On 5 December 2004 Bagapsh and Khadjimba agreed to hold new elections. In these elections they would run on a joint ticket, with Khadjimba as vice presidential candidate.

==Campaign==
On 17 December, Sergei Bagapsh was officially nominated by an initiative group. On 21 December, Bagapsh and Khajimba created a joint coordinating council to run their election campaign, consisting of five representatives each: Nugzar Agrba, Valeri Kvarchia, Vakhtang Pipia, Daur Tarba, Alik Logua, Roman Gvinjia, Raul Khonelia, Beslan Kobakhia, Vasili Avidzba and Timur Nadaria, cochaired by Agrba for Bagapsh and Kvarchia for Khajimba.

In the early morning of 23 December an explosion occurred in the centre of Sukhumi, causing no casualties. Later that day, Iakub Lakoba, who had come fifth and last in the first election, was nominated by an initiative group.

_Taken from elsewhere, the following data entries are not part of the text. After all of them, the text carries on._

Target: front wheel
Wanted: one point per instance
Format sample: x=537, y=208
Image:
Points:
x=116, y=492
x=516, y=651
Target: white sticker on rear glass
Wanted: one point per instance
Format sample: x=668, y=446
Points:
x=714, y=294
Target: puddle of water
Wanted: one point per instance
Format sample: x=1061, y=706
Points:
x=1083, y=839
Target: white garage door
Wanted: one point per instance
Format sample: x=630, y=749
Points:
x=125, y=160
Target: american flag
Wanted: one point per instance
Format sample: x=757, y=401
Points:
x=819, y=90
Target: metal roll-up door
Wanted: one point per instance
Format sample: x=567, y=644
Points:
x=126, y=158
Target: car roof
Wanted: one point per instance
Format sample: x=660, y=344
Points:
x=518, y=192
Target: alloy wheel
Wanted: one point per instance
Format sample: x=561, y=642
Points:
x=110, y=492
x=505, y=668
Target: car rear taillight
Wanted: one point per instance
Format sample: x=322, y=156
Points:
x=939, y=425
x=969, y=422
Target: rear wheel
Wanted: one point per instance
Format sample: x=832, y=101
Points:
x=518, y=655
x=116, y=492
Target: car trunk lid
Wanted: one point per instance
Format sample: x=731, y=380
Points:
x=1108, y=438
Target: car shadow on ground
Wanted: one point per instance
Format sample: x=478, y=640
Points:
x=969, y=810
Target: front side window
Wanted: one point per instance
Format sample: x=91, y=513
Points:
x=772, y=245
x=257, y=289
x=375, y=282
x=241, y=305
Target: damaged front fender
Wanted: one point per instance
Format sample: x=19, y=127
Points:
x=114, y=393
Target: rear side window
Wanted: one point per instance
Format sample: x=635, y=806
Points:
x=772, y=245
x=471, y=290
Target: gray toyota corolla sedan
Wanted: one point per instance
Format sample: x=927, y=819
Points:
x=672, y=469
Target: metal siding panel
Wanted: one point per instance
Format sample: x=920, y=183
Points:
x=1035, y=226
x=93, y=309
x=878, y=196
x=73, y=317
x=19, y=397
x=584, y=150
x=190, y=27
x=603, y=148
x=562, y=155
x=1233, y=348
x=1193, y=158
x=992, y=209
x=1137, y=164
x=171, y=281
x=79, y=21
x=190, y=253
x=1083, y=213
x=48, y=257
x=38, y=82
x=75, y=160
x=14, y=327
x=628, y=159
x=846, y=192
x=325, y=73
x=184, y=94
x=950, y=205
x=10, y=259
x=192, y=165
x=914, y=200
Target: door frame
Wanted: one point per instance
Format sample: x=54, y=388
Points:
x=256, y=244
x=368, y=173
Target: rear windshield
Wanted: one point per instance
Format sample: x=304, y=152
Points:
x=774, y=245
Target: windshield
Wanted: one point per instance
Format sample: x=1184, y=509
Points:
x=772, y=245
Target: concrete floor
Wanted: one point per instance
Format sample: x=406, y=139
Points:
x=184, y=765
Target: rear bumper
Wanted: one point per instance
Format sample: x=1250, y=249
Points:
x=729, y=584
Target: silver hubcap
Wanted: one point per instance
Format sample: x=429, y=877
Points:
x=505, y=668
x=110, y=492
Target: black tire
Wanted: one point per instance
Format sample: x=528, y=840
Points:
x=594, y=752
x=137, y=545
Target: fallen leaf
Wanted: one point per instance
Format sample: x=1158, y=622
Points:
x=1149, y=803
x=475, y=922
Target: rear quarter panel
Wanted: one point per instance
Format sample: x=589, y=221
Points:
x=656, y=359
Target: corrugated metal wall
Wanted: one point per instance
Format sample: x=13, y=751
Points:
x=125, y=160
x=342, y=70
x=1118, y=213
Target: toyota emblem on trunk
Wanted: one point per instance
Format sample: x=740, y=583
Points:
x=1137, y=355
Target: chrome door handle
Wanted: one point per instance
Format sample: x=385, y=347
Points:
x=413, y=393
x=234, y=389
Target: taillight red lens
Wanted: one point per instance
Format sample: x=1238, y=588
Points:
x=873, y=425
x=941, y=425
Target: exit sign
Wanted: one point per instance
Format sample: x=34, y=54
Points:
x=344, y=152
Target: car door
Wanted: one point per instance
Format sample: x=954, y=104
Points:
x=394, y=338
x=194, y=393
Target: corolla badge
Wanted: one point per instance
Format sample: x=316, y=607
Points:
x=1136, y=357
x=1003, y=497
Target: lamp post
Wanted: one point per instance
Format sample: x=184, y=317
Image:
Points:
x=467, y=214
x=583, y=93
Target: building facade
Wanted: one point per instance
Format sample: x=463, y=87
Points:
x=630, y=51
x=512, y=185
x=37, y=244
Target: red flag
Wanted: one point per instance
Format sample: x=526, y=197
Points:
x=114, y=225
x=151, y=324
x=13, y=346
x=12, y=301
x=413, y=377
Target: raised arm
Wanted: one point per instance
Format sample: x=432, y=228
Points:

Bagapsh and Lakoba were officially registered as candidates by the Central Election Commission on 28 December.

==Results==

| Candidate |  | Party | Votes | % |
|  | Sergei Bagapsh | United Abkhazia | 69,328 | 92.60 |
|  | Iakub Lakoba | People's Party of Abkhazia | 3,549 | 4.74 |
| Against all |  |  | 1,988 | 2.66 |
| Total |  |  | 74,865 | 100.00 |
| Valid votes |  |  | 74,865 | 98.85 |
| Invalid/blank votes |  |  | 868 | 1.15 |
| Total votes |  |  | 75,733 | 100.00 |
| Registered voters/turnout |  |  | 129,127 | 58.65 |
Source: Kavkaz Uzel

==Aftermath==
On 2 June 2005, United Abkhazia suspended the membership of Sergei Bagapsh, as required by the Abkhazian constitution since he had become president.